Regarding the memory cache architecture, ST231 includes a blocking cache architecture. In [CHE 92], the non-blocking cache is presented as a possible solution for performance improvement in out-of-order (OoO) processors. So, several high-performance OoO processors use this cache architecture. The interesting aspect of this cache architectures is the ability to overlap the execution and the long memory data access (loads). Due to the non-blocking cache, when a cache miss occurs, the processor continues the execution of independent operations. This produces an overlap between bringing up the data from memory and the execution of independent instructions. However, the current embedded processors do not yet include this kind of memory cache because the ratio between its cost (in terms of energy consumption and price) and its benefit in terms of performance improvement was not demonstrated till our results published in [AMM 08]. Furthermore, in order to efficiently exploit the non-blocking cache mechanism, the main memory must be fully pipelined and multiported while these architectural enhancements are not necessary in case of blocking cache. Kroft [KRO 81] proposed a scheme with special registers called Miss Information Status Hold Registers (MSHRs), also called pending load queue. MSHRs are used to hold the information about the outstanding misses. He defines the notion of primary and secondary miss. The primary miss is the first pending miss requesting a cache line. All other pending loads requesting the same cache line are secondary misses – these can be seen as cache hits in a blocking cache architecture. The number of MSHR (pending load queue size) is the upper limit of the outstanding misses that can be overlapped in the pipeline. If a processor has n MSHRS, then the non-blocking cache can service n concurrent overlapped loads. When a cache miss occurs, the set of MSHRs is checked to detect whether there is a pending miss to the same cache line. If there is no pending miss to the same cache line, the current miss is set as a primary miss; if there is an available free MSHR, the targeted register is stored. If there is no available free MSHR, the processor stalls.

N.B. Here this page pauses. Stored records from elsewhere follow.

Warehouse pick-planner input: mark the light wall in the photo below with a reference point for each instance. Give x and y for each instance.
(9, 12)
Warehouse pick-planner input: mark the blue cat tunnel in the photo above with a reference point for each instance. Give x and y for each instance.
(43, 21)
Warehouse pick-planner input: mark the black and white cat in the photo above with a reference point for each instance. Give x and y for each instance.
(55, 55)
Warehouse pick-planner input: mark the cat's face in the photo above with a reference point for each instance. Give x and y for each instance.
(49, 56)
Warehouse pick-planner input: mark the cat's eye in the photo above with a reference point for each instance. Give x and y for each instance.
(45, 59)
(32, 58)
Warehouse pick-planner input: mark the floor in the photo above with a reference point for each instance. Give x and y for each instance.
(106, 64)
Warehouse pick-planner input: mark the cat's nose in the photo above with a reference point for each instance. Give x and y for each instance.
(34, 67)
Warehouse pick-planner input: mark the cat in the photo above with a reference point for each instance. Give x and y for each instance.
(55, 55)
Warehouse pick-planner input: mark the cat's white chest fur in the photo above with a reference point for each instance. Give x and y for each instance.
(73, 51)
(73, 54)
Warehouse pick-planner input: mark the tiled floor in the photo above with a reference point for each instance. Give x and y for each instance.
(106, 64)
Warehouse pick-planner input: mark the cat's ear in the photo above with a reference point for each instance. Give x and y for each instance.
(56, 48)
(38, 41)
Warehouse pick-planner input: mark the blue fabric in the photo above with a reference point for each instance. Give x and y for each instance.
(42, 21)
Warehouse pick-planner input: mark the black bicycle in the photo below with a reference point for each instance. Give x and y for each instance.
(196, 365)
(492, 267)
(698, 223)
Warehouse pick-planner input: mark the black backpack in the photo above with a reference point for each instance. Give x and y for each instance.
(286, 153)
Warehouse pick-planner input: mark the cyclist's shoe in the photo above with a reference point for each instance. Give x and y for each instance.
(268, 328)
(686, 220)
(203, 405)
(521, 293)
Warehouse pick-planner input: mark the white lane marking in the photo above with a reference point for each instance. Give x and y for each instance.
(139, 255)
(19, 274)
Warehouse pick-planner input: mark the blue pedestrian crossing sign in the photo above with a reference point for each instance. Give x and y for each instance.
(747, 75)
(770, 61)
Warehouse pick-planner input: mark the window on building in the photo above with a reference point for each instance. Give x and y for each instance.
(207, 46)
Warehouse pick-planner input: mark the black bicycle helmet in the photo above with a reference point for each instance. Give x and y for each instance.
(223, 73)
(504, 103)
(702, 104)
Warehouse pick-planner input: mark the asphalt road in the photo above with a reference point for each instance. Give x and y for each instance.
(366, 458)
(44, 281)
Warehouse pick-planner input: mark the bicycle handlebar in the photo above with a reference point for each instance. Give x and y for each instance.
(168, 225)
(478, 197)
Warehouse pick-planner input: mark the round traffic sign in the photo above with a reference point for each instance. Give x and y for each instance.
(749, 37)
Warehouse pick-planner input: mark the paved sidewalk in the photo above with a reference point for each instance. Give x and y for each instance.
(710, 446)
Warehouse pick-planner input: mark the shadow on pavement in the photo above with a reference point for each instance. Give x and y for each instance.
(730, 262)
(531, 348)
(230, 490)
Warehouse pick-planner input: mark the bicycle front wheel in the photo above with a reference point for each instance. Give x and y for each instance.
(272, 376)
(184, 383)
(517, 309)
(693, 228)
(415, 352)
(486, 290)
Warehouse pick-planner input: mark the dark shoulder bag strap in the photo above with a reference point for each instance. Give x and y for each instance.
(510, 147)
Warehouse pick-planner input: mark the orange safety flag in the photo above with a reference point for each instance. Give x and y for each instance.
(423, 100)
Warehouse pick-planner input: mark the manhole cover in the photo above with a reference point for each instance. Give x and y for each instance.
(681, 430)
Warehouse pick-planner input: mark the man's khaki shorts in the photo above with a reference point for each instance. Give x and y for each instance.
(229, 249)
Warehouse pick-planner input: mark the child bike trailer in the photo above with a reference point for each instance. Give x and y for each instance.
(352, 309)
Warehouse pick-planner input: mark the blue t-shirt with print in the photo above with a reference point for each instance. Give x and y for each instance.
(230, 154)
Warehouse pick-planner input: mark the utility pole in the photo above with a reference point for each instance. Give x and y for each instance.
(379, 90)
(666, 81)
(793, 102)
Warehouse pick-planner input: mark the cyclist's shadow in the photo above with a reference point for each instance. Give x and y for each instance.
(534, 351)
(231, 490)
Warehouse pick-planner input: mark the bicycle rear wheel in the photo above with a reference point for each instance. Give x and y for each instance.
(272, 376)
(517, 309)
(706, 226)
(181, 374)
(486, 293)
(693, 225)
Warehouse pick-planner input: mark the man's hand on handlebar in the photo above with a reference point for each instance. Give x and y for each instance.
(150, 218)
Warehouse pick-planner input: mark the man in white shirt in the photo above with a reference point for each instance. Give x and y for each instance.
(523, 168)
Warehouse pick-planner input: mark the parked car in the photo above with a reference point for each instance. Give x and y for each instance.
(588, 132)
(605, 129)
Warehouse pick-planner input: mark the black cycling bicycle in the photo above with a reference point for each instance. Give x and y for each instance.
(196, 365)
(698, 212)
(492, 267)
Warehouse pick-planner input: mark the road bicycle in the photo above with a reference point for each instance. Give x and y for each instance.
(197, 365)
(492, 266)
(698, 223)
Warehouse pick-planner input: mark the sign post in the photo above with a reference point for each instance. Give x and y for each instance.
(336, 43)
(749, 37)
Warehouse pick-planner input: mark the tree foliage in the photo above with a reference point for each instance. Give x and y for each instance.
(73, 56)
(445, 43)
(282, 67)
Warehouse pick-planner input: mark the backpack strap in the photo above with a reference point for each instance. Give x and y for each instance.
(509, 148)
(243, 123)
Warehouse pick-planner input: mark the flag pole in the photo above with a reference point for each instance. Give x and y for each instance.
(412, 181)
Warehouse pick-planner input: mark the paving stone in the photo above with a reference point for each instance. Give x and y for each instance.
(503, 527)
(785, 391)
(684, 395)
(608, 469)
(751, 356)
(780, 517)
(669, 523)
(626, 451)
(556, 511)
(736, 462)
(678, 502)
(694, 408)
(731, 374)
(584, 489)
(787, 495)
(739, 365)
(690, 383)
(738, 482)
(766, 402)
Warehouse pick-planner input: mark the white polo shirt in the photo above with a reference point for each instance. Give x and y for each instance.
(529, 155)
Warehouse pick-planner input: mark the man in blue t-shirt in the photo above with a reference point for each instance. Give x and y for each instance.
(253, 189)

The next section shows a practical demonstration that optimizing cache effects at instruction level brings good performances.

6.2.5. Our method of instruction-level code optimization

Our method aims to hide the cache penalties (processor stalls) due to cache misses. We want to maximize the overlap between the stalls due to Dcache misses with the processor execution. For this purpose, we focus on delinquent loads, whether they occur in loops or in other parts of the code. We do not limit our method to a certain shape of code, we consider both regular and irregular control flow and data streams. We study two techniques, each of them corresponding to a certain case:

– for the case of irregular data memory accesses, we use the preloading technique;
– for the case of regular data memory accesses, we use the prefetch technique.

It is well known that combining many optimization techniques does not necessarily yield better performances. This may lead to a hard phase ordering problem. Our methodology shows how to solve this problem for the two combined optimizations. Since these two techniques are complementary, we can also combine them in the same compiler optimization pass. Let us explain in detail the usage of these two techniques, which are data prefetching and data preloading.

6.2.5.1. Data prefetching method at instruction level

The cache penalty is very expensive in terms of clock cycles (more than 140 cycles in the case of the ST231). The current hardware mechanisms fail to fully hide such long penalties. In the case of a superscalar processor, the OoO mechanism can partially hide the cache effects during few cycles (up to the size of a window of instructions in the pipeline). Rescheduling the instructions, with a software (compilation) method or hardware technique (execution), cannot totally hide a cache penalty.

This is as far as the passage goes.